Tuesday, July 7, 2020
Why I only wear a mask when I step in a store; Maskaphobia is real
It is thankfully a mild case, one that I'm very slowly working on gaining control over through prayer. I won't say it has been easy for me to see the pictures of people wearing masks on television or to encounter people on the street or in the store wearing them. I do understand the reasoning behind it, but I think that is part of the reasoning behind why I have this maskaphobia. To me the mask symbolizes fear of the virus and being oppressed.
You can try to talk me out of this fear by citing numbers that tell you that the masks are working to slow the virus down. Unfortunately at this point I just don't believe you, and that just increases the fear for me. I experience that feeling every time I put the mask on to go into the store. You can imagine that my heart races, and I get short of breath when I feel that mask cover my nose and mouth. I try to take deep breaths right before I have to put the mask on. It does help. I've gotten used to it, but still find myself pulling it down off my face after a few minutes.
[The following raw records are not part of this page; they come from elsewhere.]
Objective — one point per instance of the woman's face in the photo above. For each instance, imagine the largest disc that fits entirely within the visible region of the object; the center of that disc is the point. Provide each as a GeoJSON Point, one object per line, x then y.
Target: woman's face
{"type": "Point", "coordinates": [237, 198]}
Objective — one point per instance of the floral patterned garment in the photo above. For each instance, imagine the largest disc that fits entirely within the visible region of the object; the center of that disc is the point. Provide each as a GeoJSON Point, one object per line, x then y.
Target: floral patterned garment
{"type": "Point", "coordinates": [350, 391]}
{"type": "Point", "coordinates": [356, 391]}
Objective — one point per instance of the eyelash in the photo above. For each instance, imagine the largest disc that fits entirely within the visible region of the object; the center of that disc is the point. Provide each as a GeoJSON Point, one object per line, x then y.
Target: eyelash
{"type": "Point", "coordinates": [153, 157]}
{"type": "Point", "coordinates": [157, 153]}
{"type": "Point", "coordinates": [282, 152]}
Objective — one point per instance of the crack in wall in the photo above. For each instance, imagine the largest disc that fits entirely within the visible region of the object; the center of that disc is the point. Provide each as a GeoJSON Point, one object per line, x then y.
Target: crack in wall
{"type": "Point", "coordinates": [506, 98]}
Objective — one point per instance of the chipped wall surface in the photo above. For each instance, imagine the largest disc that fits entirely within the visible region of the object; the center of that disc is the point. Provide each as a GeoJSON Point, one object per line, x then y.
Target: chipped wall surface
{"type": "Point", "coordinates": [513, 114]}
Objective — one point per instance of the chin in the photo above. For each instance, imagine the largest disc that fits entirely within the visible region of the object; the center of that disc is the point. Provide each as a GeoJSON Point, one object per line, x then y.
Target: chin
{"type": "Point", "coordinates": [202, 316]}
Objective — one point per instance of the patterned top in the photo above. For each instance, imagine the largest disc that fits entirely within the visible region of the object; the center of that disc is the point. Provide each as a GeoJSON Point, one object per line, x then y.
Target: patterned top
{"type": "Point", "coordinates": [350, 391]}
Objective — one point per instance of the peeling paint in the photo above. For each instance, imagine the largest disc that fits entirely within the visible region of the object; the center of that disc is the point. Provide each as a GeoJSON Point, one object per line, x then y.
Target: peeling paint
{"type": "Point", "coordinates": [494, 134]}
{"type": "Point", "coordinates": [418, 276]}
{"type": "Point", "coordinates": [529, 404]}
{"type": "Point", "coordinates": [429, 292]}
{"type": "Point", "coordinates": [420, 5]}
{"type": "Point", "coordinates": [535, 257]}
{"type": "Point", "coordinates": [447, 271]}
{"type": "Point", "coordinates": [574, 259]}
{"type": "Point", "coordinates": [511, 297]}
I don't like the stares I get when I do that, so I try to avoid looking at people while maintaining that six feet social distance. I do find myself rushing through the store, hoping that I can avoid running into anyone at times. I also feel a deep need to say something to someone to hurry them up. I can't stand in long lines as I get too antsy and anxious. (I'm figuring that this is a definite sign of maskaphobia.) I don't like that feeling, and try my best to reign it in as much as possible. I have noticed that the people in front and behind me have been more than generous in letting me go in front of them. I've also noticed that I've been so fortunate enough to be able to get out quickly enough that my maskaphobia doesn't get too bad.
I wasn't like this before the mandatory mask wearing. I never had any issues with people wearing masks before now. I have to chalk it up to the massive changes that happened so quickly which I now associate with the mandatory masks and lock downs. Yes, it is good to admit that fear sometimes overwhelms me. Yet I do know that God forgives me for that fear, and will support me through it.